Summary

Hereditary papillary renal cell carcinoma (HPRCC) is a familial renal cancer syndrome characterised by a predisposition for developing bilateral and multifocal type 1 papillary renal carcinomas. The annual worldwide incidence of renal cell carcinomas (RCCs) is estimated at around 1 in 50,000. Papillary carcinomas represent 10-15% of all RCCs but the annual incidence of familial RCC syndromes is less than 1 in 1,500,000. HPRCC appears to be transmitted as an autosomal dominant trait with reduced penetrance.
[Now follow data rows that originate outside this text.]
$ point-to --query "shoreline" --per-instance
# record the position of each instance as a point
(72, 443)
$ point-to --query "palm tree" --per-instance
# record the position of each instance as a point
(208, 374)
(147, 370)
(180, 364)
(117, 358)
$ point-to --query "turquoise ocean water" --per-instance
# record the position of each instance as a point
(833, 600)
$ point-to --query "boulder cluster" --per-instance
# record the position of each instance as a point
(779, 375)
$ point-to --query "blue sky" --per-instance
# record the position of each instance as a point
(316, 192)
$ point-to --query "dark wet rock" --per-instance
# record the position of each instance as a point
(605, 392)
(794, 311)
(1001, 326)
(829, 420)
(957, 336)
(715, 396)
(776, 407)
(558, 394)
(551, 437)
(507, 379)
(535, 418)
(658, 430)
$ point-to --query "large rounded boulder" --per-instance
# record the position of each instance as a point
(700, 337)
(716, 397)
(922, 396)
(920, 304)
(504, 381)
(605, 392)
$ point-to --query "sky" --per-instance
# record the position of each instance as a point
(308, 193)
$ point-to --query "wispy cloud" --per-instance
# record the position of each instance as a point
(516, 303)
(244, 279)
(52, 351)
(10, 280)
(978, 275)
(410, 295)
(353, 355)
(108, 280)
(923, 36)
The syndrome is associated with germline mutations in the MET proto-oncogene (7q31) encoding a hepatocyte growth factor-responsive tyrosine kinase receptor. Tumourigenesis in HPRC patients is most frequently thought to be associated with non-random duplication of the chromosome 7 carrying the mutated MET allele, but other chromosome imbalances have also been detected in tumours from HPRC families. Diagnosis is suspected on the basis of a family history of papillary renal cell carcinomas and can be confirmed by detection of a germline mutation in the MET gene. Management should include regular surveillance to allow early detection of carcinomas. Treatment options depend on the stage of the cancer at diagnosis. Although 5-year survival rates for patients with RCC have improved in recent years, the outcome for patients with advanced stage disease remains poor. In 2006, the protein kinase inhibitor sorafenib obtained EU marketing authorisation as a second line treatment for advanced stage renal cell carcinoma and may be used for the treatment of HPRCC.